Wind Wolves Preserve is the largest non-profit preserve on the west coast at 93,000 acres. The Transverse & Coast Ranges, Sierra Nevada, Mojave Desert and San Joaquin Valley all meet to create one of the most ecologically diverse regions in the country. Protected by the Wildlands Conservancy, the preserve is free and open to the public for all to enjoy. Visit in the Spring when the golden hills turn a brilliant green and burst with wildflowers.
Vernal Fall in Yosemite National Park drops a stunning 317 feet along the Merced River. The falls can be accessed from base to top by a strenuous 2.4 mile hike along Mist Falls Trail where a refreshing mist will soak you alongside a mirage of rainbows. Visit in the Spring and Early Summer for a roaring dance of water.
Big Trees Trail is an easy 2/3 mile walk that winds through Round Meadow in Sequoia National Park. With its towering giant sequoias and lush green meadows, it is the perfect way to immerse yourself in the Giant Forest.
Kings Canyon Scenic Byway (Highway 180) travels from Giant Sequoia Groves down into the heart of the Sierra Nevada Wilderness. The canyon is the deepest in North America and will keep you on your toes as you make the mountain-hugging descent. Stop at Junction View for a stunning panoramic vista. Once in the canyon, the drive follows the impressive Kings River, several waterfalls and lush forest surrounded by towering granite peaks.

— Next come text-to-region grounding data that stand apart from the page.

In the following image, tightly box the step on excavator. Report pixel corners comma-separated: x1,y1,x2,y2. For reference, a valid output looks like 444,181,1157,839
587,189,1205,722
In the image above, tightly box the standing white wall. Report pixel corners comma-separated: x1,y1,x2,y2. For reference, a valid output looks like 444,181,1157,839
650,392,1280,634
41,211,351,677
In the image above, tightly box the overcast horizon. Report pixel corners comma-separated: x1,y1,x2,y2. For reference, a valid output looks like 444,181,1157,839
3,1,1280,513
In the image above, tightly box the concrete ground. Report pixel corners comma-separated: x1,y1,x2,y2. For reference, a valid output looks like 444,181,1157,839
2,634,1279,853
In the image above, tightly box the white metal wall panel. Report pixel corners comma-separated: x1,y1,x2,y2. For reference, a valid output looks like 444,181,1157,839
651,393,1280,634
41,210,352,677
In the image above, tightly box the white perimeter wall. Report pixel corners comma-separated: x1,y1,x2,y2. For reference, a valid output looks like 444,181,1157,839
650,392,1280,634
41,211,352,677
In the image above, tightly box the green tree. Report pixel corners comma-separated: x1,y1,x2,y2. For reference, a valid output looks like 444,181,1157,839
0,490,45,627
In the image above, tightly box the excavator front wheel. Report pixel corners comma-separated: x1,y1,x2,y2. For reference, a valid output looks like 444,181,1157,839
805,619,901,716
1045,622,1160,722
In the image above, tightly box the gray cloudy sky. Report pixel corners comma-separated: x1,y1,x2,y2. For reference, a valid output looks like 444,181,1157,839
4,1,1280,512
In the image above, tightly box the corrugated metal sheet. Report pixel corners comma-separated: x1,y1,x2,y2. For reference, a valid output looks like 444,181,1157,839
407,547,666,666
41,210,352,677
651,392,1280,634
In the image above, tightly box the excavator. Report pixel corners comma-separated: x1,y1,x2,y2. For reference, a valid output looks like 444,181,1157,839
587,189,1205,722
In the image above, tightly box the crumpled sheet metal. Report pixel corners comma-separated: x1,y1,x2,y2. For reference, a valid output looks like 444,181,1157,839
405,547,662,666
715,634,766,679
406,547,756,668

A walk around the General Grant Grove of Kings Canyon National Park is the perfect way to experience gentle giants up close. Several Giant Sequoia's surround winding trails of lush forest leading to the second largest tree in the world, General Grant, which measures 268 feet tall and 34 feet in diameter. President Coolidge named this Sequoia the Nation's Christmas tree in 1926 and has been famous ever since.